Its now widely agreed that the two most common behaviors on social networks are self expression and communication.

Most of the online revolutions have been driven by new forms of communication. This started with Usenet and BBSs back before there was an internet, moved through the chat rooms of early AOL, the mainstreaming of email and the instant messaging revolution with AIM and ICQ. Communication has always been a large portion of overall time spent online because it drives both frequency of visit (people check for communications often) and depth of visit (reading and responding to your messages takes time).

Social networking is no exception, and that is what has driven the extraordinary pagesviews for the top social networks. In the case of social networks, the primary communications channels are private messages and public comments. You can see how these relate to other older forms of online communication below:

communications-matrix.png

Social network private messages look a lot like webmail. Public comments on social networks are newer and more interesting. Indeed, Danah Boyd includes public comments as one of the three defining features of social networks (along with Profiles and Friends lists). Unlike message boards, public comments “belong” to a single person and are addressed directly at them. But as Danah has also pointed out (I wish I was half as smart as her!), there is also a performance component to public comments on social networks.

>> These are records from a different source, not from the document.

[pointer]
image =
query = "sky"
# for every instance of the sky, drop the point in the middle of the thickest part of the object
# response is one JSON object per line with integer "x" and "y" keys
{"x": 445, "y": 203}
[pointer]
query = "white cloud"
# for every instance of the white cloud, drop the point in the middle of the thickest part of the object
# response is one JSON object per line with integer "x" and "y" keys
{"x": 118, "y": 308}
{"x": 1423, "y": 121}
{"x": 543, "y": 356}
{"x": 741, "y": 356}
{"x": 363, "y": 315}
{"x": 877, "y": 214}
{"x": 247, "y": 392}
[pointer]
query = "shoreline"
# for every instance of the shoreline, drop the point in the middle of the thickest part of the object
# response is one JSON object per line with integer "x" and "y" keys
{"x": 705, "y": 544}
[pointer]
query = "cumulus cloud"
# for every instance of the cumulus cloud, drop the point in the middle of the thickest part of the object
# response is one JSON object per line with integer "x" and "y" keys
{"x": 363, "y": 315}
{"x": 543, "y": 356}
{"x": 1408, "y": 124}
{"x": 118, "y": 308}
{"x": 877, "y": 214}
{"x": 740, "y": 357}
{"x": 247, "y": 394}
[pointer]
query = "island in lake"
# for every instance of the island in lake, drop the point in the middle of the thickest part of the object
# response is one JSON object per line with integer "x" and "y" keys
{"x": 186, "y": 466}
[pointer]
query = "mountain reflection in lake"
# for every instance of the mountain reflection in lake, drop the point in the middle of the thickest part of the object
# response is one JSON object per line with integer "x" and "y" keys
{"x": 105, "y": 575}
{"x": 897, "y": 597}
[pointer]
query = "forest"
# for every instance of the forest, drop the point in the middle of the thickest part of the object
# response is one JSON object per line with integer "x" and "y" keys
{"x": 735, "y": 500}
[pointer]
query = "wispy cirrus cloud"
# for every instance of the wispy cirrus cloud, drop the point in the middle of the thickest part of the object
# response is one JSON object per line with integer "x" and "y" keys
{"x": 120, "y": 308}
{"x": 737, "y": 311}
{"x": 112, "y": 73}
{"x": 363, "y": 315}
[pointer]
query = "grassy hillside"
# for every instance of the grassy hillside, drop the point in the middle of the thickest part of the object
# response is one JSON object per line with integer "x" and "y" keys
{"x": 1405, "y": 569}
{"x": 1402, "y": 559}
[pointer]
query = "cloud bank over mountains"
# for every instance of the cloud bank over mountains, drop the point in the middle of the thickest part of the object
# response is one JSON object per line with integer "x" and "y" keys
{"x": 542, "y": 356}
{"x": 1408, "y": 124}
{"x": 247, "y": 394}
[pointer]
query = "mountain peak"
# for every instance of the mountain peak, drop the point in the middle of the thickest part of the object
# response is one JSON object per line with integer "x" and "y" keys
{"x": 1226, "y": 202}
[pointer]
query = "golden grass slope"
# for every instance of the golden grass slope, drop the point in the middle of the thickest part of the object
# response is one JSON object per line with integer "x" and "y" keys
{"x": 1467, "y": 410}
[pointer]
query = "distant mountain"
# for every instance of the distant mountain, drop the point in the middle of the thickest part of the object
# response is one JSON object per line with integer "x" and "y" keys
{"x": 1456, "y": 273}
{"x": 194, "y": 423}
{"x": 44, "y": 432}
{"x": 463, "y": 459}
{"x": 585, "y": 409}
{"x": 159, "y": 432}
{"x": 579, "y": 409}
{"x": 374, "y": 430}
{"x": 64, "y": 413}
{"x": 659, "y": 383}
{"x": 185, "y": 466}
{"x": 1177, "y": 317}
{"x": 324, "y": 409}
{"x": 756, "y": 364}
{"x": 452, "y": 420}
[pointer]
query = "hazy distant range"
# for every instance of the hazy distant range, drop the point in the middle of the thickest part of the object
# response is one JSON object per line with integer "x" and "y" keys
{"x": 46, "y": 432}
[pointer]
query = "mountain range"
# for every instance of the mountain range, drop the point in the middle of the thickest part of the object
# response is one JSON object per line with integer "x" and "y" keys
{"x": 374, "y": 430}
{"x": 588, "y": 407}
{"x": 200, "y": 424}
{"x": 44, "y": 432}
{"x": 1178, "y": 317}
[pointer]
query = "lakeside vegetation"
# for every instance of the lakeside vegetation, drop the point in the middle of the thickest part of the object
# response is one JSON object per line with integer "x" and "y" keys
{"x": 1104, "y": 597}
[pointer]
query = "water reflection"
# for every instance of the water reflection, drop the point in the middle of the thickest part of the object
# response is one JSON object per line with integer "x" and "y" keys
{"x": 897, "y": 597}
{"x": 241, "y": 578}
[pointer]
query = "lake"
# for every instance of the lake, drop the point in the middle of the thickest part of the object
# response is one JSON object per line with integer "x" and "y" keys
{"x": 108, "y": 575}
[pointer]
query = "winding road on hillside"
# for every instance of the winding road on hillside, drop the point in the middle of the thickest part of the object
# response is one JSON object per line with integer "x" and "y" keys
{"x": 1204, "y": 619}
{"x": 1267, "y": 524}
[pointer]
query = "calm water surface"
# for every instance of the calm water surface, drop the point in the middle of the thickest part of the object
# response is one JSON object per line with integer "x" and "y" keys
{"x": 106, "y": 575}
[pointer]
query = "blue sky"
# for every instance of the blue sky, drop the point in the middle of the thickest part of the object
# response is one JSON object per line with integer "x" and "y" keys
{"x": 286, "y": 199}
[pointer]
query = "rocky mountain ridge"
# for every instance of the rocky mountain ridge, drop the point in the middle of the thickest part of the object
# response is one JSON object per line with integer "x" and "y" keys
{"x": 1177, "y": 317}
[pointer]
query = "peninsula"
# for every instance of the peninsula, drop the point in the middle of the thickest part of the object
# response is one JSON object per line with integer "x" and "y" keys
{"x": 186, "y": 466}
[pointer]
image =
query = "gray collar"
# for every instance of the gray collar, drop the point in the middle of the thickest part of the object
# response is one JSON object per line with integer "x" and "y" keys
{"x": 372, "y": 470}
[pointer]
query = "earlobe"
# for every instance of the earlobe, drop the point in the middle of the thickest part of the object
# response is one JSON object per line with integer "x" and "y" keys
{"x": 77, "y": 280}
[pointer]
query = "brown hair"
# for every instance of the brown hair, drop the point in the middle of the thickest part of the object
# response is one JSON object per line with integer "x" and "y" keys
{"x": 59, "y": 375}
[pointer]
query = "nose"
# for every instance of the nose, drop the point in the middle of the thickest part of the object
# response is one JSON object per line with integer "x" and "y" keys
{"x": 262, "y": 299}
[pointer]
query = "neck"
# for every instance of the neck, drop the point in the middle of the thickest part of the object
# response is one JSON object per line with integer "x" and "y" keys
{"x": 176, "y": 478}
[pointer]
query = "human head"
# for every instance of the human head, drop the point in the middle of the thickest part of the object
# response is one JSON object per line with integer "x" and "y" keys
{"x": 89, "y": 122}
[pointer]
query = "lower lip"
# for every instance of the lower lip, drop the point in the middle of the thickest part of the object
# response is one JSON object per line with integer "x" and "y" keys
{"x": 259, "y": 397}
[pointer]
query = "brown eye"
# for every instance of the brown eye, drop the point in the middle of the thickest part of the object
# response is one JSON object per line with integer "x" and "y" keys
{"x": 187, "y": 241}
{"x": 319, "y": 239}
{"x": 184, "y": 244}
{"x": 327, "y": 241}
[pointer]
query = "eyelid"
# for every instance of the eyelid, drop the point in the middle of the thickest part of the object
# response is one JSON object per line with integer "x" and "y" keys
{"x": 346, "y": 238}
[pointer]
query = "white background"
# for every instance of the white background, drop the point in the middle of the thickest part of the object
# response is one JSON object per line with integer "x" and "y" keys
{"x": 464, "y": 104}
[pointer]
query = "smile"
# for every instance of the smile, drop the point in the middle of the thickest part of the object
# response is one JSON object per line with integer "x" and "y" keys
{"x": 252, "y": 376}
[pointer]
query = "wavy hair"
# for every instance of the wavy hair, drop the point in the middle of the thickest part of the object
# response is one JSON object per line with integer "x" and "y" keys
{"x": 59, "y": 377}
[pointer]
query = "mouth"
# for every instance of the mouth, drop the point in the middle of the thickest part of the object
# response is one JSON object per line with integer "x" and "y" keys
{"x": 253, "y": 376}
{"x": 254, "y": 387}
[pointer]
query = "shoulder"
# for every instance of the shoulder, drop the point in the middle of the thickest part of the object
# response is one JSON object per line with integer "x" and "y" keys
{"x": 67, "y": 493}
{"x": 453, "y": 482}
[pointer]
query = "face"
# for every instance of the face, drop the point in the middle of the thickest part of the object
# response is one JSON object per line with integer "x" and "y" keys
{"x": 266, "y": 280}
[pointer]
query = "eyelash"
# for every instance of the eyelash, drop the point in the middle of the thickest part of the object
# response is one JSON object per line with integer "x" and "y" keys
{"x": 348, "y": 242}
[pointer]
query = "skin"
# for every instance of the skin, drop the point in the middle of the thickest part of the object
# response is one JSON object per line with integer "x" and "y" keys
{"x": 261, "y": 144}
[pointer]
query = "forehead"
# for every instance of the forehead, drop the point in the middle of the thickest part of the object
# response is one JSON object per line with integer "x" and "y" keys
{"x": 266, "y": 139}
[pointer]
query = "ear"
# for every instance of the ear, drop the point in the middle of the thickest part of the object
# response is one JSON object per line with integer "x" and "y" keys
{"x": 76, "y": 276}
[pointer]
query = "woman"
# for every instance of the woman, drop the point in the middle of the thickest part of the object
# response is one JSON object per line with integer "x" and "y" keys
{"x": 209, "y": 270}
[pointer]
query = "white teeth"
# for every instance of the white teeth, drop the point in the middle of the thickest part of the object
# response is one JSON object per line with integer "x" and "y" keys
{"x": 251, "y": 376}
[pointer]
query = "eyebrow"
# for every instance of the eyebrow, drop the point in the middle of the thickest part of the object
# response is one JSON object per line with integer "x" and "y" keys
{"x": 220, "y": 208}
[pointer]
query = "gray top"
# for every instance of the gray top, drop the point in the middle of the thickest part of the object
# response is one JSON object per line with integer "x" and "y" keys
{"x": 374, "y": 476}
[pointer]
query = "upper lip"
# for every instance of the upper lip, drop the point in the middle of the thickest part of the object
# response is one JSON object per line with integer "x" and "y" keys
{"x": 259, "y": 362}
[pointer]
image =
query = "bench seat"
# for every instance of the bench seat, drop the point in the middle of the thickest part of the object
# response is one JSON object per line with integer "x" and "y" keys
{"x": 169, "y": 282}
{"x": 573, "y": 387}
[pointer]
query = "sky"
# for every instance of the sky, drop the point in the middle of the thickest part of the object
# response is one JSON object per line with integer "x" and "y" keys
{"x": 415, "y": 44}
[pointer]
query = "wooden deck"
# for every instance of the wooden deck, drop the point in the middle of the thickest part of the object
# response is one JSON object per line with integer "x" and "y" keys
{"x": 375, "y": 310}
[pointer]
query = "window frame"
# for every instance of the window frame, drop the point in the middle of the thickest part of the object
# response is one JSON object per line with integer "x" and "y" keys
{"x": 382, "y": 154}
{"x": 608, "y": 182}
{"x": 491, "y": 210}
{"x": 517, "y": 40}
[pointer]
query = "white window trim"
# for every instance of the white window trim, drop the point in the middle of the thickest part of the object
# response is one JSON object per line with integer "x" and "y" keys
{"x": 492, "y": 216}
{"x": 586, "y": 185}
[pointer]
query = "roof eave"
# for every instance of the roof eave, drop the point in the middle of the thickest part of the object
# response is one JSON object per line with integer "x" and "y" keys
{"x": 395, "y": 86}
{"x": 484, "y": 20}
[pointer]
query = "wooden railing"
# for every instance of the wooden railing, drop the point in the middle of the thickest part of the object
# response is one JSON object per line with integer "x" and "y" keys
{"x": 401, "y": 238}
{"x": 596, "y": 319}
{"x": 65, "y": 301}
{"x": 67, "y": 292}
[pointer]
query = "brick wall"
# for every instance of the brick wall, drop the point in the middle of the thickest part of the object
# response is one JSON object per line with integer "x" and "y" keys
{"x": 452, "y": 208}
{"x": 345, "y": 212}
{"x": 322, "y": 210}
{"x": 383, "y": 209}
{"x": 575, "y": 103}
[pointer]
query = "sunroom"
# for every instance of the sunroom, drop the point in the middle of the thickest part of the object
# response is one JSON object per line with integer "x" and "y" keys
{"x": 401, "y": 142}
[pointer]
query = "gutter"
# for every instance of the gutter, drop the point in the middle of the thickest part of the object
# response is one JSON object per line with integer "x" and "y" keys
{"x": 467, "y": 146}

This is best understood with an example. Suppose it’s your birthday, and I know it. If I send you an email wishing you “Happy Birthday” then you’re happy that I remembered. This communication is part of the social lubricant on which relationships are built.

But supposed that I post “Happy Birthday” to your Facebook Wall instead. Then not only do you know that I remembered, but ALL OF YOUR FRIENDS know that I remembered as well. They may find out from the feed, or by visiting your page, but they will know that I’m a good enough friend of yours that I know when is your birthday. That is the performance element of the communication.

Indeed, Danah says that your Friends list is your best guess at the audience for whom you are performing:

The collection of ‘Friends’ is not simply a list of close ties (or what we would normally call ‘friends’). Instead, this feature allows participants to articulate their imagined audience – or who they see as being a part of their world within the site. While SNSes have millions of users, most participants only care about a handful of them. Who they care about is typically represented by the list of Friends. If an individual imagines her profile to be primarily of concern to a handful of close friends, she is quite likely to have very few ‘Friends’ and, if the technology allows it, she’ll keep her profile private. If she wants to be speaking to her broader peers, her Friends list is likely to have hundreds or thousands of Friends who are roughly the same age, have the same style, listen to the same music, and are otherwise quite similar to her. She is also quite likely to keep her profile publically [sic] visible to anyone so that she can find others in her peer group (boyd 2006).

Historically, the Wall (Facebook)/Friend’s Comments (Myspace, Bebo and others) has been the only place on a profile where another user can put something on your page. The rest of the profile has been completely under the author’s control.

However, some of the Facebook apps have changed this paradigm. A number of the most popular apps allow another user to put something on your profile, including #2 Graffiti, #7 X me, #8 Superpoke, #9 Free Gifts, #15 Superwall, #16 Foodfight and lots more. [Note: X me and Superwall are both owned by Rockyou, a Lightspeed company].

In my own experience, performance is an aspect to the use of these apps as well. I feel a certain pressure to choose something “clever” to X someone (e.g. “defenestrate”, “disdain” or “milk”), and if I’m leaving graffiti on a friends page, I try to make it good. The popularity of these apps suggests that social network users are craving more stages for their performances.

I’d be interested to hear what readers think.